Deposits totaled $392.7 million at March 31, 2010 compared to $385.5 million at December 31, 2009. The increase was primarily due to increases in certificates of deposit (“CDs”). Core deposits (NOW, demand, money market and passbook accounts) represented 29% of total deposits at March 31, 2010 compared to 30% at December 31, 2009 and CDs represented 71% of total deposits at March 31, 2010 compared to 70% at December 31, 2009. Included in CDs are brokered deposits, which decreased $6.1 million, or 6%, in the first quarter of 2010 and represented 24% of total deposits at March 31, 2010, compared to 26% at December 31, 2009.

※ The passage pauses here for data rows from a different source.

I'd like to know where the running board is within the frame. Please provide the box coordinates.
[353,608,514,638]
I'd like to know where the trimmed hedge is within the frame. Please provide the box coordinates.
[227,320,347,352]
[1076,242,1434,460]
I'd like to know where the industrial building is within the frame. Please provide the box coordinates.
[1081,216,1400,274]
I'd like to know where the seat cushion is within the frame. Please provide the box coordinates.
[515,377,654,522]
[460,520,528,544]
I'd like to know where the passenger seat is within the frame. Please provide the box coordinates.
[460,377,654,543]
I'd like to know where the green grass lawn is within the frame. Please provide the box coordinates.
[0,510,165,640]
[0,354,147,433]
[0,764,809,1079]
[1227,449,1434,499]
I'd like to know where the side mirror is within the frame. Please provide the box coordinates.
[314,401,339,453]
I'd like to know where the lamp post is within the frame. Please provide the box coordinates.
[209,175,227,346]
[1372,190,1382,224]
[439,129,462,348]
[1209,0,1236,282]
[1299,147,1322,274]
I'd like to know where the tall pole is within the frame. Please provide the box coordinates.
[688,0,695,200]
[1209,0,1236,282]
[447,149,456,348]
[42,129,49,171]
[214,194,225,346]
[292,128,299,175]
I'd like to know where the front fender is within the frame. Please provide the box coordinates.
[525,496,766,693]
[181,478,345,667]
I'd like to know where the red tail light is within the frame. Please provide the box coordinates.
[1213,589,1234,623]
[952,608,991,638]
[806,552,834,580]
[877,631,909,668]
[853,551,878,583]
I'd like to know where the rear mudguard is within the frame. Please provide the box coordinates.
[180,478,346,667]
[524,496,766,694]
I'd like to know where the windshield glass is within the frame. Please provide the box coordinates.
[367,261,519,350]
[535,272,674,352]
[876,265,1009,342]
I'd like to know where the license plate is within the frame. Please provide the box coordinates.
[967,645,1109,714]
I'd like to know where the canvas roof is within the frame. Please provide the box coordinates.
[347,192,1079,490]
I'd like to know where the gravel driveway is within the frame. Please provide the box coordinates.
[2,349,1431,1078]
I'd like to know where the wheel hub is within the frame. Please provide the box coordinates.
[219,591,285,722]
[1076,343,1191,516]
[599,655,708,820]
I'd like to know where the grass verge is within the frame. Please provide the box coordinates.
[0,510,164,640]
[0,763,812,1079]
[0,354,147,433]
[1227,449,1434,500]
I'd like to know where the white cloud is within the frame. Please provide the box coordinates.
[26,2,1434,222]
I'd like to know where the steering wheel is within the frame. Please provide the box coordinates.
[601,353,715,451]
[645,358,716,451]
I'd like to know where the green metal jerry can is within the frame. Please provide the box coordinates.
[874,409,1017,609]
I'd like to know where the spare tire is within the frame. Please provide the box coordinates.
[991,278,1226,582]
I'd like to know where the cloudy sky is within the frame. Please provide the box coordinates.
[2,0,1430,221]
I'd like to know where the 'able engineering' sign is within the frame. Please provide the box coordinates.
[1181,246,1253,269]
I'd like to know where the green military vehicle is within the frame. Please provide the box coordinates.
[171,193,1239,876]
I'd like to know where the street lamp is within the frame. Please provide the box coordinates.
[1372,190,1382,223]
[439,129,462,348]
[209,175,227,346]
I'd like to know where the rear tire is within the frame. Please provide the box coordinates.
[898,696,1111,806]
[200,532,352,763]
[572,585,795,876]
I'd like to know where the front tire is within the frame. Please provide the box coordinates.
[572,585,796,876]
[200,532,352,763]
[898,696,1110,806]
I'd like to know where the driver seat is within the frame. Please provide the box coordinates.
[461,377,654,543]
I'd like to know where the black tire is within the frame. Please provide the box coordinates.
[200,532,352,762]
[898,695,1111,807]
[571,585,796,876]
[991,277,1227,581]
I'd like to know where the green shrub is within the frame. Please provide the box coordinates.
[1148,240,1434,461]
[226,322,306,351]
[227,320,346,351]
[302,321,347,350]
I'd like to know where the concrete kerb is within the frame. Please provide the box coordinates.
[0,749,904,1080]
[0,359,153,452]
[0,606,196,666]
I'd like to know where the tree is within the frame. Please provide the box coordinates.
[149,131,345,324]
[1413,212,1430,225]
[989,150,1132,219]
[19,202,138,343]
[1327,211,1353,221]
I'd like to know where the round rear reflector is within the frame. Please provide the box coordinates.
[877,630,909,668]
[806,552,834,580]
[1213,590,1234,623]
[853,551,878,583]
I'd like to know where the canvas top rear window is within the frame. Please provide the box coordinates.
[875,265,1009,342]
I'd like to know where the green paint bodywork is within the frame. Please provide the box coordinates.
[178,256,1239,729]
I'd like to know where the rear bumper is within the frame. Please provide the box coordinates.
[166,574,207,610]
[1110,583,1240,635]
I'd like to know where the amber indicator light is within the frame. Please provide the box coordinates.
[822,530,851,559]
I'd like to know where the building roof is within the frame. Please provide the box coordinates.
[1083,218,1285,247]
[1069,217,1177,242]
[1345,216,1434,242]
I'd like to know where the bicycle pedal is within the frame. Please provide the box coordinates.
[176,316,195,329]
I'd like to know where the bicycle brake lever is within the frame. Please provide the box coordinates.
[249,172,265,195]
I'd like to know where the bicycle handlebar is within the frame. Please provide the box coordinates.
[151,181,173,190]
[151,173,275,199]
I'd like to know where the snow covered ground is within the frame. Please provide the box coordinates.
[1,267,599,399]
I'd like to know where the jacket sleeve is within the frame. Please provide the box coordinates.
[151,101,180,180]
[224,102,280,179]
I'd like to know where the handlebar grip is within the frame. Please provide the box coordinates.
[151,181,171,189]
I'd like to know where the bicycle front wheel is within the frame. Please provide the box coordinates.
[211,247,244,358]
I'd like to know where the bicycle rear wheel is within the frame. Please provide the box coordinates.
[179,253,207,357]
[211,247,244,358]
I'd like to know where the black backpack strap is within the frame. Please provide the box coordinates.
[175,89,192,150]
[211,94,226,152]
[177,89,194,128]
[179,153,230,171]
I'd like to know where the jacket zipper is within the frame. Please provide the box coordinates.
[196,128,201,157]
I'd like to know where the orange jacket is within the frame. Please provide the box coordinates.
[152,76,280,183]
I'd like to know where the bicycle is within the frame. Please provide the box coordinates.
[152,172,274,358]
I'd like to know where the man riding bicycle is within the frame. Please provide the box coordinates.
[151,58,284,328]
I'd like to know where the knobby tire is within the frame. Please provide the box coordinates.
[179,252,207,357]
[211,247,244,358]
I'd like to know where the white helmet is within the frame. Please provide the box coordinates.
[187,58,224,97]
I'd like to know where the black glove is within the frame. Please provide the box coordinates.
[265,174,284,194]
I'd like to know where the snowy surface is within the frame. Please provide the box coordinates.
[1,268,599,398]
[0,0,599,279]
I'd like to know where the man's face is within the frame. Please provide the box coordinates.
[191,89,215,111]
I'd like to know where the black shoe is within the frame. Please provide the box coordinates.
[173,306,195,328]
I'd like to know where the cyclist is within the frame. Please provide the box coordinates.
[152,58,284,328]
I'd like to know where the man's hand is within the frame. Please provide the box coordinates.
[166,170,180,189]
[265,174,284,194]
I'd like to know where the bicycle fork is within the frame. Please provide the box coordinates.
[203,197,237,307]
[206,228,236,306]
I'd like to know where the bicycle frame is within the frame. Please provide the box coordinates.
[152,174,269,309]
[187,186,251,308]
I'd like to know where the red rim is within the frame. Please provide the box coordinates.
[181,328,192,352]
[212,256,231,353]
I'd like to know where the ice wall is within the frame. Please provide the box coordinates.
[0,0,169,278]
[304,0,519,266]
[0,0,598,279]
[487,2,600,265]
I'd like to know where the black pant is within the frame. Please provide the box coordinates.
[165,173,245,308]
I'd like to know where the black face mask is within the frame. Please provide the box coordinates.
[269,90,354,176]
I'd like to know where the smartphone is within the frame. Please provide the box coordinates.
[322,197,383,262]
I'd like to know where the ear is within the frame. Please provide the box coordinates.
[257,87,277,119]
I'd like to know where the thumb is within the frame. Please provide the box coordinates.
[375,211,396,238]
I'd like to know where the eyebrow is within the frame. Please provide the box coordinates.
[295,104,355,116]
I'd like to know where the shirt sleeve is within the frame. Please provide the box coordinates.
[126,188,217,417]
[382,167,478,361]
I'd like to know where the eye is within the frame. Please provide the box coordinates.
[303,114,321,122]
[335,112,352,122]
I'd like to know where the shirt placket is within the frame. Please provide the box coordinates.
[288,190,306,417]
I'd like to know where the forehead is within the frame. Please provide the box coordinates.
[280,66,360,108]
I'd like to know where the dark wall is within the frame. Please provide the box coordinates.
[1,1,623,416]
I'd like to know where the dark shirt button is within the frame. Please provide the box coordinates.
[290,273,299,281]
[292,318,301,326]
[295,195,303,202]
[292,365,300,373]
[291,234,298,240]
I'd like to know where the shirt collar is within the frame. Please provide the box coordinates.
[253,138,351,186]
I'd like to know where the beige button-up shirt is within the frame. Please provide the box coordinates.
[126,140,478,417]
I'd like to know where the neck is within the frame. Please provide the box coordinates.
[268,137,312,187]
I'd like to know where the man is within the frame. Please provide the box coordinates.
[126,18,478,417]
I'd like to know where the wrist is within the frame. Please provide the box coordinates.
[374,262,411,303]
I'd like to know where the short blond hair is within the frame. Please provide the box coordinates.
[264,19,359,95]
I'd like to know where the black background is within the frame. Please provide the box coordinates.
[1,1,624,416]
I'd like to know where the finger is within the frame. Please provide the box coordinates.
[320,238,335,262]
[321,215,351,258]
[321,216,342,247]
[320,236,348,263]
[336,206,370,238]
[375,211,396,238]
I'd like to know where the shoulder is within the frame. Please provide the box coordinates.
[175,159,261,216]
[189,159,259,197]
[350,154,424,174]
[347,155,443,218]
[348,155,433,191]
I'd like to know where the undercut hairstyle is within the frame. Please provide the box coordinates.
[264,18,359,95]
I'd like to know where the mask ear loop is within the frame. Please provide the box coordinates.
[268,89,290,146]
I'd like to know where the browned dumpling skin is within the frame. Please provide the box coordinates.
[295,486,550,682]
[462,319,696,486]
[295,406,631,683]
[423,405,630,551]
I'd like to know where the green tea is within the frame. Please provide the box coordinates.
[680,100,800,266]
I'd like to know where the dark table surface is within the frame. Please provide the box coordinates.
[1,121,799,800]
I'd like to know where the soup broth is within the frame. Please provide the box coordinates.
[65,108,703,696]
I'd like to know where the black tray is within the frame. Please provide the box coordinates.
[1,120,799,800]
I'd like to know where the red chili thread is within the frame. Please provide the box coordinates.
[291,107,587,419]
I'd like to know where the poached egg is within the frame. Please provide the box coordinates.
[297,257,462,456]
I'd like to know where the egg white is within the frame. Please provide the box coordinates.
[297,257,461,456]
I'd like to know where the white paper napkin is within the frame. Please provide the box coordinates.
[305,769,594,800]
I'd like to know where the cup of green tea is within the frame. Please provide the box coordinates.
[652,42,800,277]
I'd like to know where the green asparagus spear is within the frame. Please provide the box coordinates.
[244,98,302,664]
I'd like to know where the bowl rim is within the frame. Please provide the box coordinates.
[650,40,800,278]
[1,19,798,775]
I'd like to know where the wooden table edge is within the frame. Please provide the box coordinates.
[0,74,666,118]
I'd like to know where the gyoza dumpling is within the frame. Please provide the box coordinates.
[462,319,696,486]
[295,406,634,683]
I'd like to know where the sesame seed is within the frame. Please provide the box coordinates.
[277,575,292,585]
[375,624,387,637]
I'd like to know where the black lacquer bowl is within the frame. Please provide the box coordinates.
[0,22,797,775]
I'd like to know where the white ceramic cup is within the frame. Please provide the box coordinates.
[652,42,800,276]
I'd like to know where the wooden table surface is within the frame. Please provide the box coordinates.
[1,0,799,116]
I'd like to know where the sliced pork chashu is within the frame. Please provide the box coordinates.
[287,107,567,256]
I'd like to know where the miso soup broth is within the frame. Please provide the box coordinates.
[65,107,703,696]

Stockholders' equity was $32.4 million, or 6% of the Company’s total assets at March 31, 2010. In February 2010, the Company borrowed $5.0 million on a line of credit with another financial institution and invested it as additional capital into the Bank. Also, effective March 2010, we reduced the quarterly dividend on our common stock to $.01 per share. These measures were taken to enhance liquidity and retain capital for reinvestment in our business. At March 31, 2010, the Bank’s Total Risk-Based Capital ratio was 11.89% and its Tangible Capital ratio equaled 7.82%. The Company is currently considering plans to increase capital to further strengthen the Bank’s capital ratios, and position the Bank for future growth.

Asset Quality

The Company experienced an improvement in its asset quality during the quarter ended March 31, 2010. Total non-performing assets (“NPAs”) decreased to $36.2 million, or 6.85% of total assets, at March 31, 2010 from $37.0 million, or 7.10% of total assets, at December 31, 2009 because of a reduction in non-accrual loans. These loans consist of delinquent loans that are 90 days or more past due, plus troubled debt restructurings that do not qualify for accrual status because the borrowers have not yet demonstrated performance according to the restructured terms for a period of at least six months. At March 31, 2010, total NPAs were comprised of $34.0 million in non-accrual loans and $2.2 million in REO. The non-accrual loans of $34.0 million included $19.9 million of commercial real estate loans, $7.2 million of commercial loans, $3.6 million of one-to-four family residential real estate loans, $1.1 million of multi-family residential real estate loans and $2.2 million of secured consumer loans.